Among all the media reports of the NHS being destroyed by target-setting and endless reorganisation, and of patients being put last – or nowhere at all – in NHS policy-making, it was good to learn that, from this month, those dreaded hospital gowns are to be consigned to history, with newly designed ones being introduced to maintain patients’ dignity.
I have only ever been astonished that the bum-barers we have known for so long could ever have been approved for use, and have always believed that, as retribution on behalf of patients, the person who designed them should have been required to walk down busy high streets wearing nothing else every Saturday morning for the rest of his or her life; well, alright then, we’d allow him (for it was almost certainly a “him”) a pair of Doc Martens as well.
This change, loudly to be applauded, echoes another one intended to give patients greater privacy and dignity, the introduction of single-sex wards, but without the one size does not fit all pitfall of the latter.

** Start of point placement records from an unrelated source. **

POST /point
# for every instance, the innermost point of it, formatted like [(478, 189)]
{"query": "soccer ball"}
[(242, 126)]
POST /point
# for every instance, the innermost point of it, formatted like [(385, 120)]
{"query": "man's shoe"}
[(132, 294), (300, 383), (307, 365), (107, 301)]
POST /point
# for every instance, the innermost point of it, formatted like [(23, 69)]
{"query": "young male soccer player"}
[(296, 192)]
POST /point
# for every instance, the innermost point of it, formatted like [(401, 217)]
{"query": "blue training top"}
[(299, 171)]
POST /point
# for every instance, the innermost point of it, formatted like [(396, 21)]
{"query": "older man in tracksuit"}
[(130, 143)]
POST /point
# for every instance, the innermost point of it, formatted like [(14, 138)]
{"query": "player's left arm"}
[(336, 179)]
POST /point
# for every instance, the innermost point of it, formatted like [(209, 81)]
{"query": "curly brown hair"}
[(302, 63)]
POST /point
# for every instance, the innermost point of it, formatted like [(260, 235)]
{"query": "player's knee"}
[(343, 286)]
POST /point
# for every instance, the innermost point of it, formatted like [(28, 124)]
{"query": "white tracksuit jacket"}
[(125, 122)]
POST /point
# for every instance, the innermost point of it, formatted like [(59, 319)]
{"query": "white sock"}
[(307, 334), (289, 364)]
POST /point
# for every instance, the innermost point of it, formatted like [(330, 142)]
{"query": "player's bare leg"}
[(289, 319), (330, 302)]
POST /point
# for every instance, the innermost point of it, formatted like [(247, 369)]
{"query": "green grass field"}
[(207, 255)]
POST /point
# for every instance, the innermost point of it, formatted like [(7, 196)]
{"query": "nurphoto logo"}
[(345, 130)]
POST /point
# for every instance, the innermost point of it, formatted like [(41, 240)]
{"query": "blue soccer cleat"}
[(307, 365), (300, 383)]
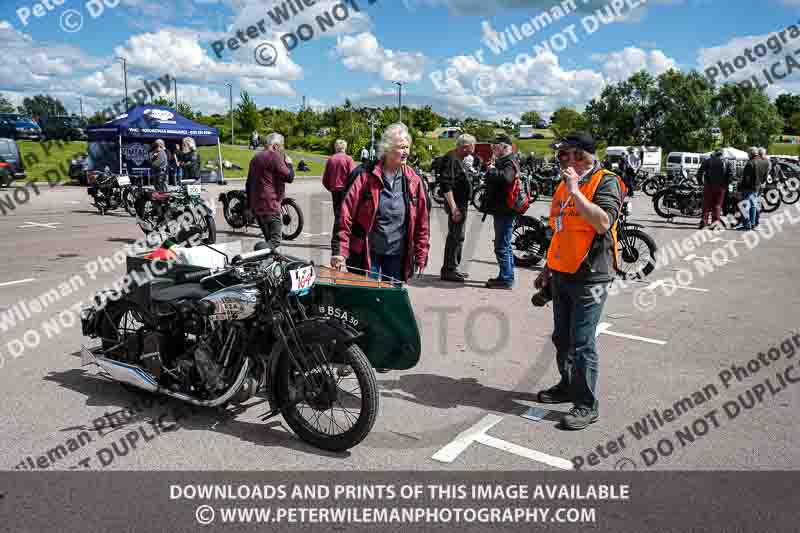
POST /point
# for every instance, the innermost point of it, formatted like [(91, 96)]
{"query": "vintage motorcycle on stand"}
[(157, 211), (213, 339), (111, 192), (531, 239), (238, 215)]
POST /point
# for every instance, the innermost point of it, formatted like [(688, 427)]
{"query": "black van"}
[(9, 153), (63, 128)]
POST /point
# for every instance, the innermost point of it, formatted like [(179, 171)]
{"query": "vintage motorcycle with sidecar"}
[(306, 337)]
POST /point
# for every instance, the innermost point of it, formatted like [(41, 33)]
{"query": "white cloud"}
[(619, 66), (362, 52), (774, 52)]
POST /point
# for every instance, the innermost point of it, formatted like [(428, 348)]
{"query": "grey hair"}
[(274, 138), (465, 139), (189, 145), (389, 138)]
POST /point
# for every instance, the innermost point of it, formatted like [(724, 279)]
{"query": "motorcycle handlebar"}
[(189, 277)]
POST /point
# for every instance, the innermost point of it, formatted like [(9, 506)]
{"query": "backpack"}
[(517, 199)]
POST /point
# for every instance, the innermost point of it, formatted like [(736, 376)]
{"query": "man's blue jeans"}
[(388, 265), (751, 216), (576, 313), (503, 229)]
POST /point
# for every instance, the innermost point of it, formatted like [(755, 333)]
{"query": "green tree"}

On the face of it, it seems obvious that patients would prefer single-sex wards to mixed-sex ones, and most would. The problem arises when people with skin diseases are admitted to hospital. Non-specialist doctors and nurses have extraordinarily little training in dermatology. Typically, doctors are taught dermatology for no more than about six days during their entire medical training and cannot fail to qualify through paucity of dermatological knowledge; I have heard those six days referred to as the “dermaholiday.” Nurses receive no dermatology training at all. As a result, all the prejudices and misconceptions about skin diseases, so widespread amongst the pubic, are shared by many, perhaps most, of the nursing staff on general wards. They often see skin diseases as trivial, as signs of poor hygiene and perhaps as contagious. Very few of them know anything at all about the proper treatment of skin diseases.
It is for these reasons that several surveys, properly conducted by patient support groups, have shown that most people with skin diseases would prefer to be treated on mixed-sex specialist dermatology wards than on single-sex general ones. As numbers of hospital beds have been reduced over the past ten to 15 years, so have dermatology wards been closed, denying increasing numbers of patients that opportunity – a classic example of the “two steps forward, one step back” syndrome with which the NHS is so widely afflicted.
Whatever the Department of Health may say about being determined to put patients’ interests at the heart of the NHS, the NHS is still a very long way from achieving that, not least because both the Department and NHS managers fear that taking account of patients’ interests would be significantly more expensive than developing and implementing policies designed primarily to reduce costs. The reason why the new hospital gowns have been able to slip through those barriers is that they are no more expensive than the grotesque ones they are replacing.
Peter Lapsley is patient editor, BMJ
Declaration of interests:
The author is patient editor of the BMJ. He was chief executive of the Skin Care Campaign for ten years until March 2007, is an Honorary Member of the British Association of Dermatologists, an Honorary Member and chairman of Trustees of the Primary Care Dermatology Society, and chairman of the Oversight Committee for the All Party Parliamentary Group on Skin.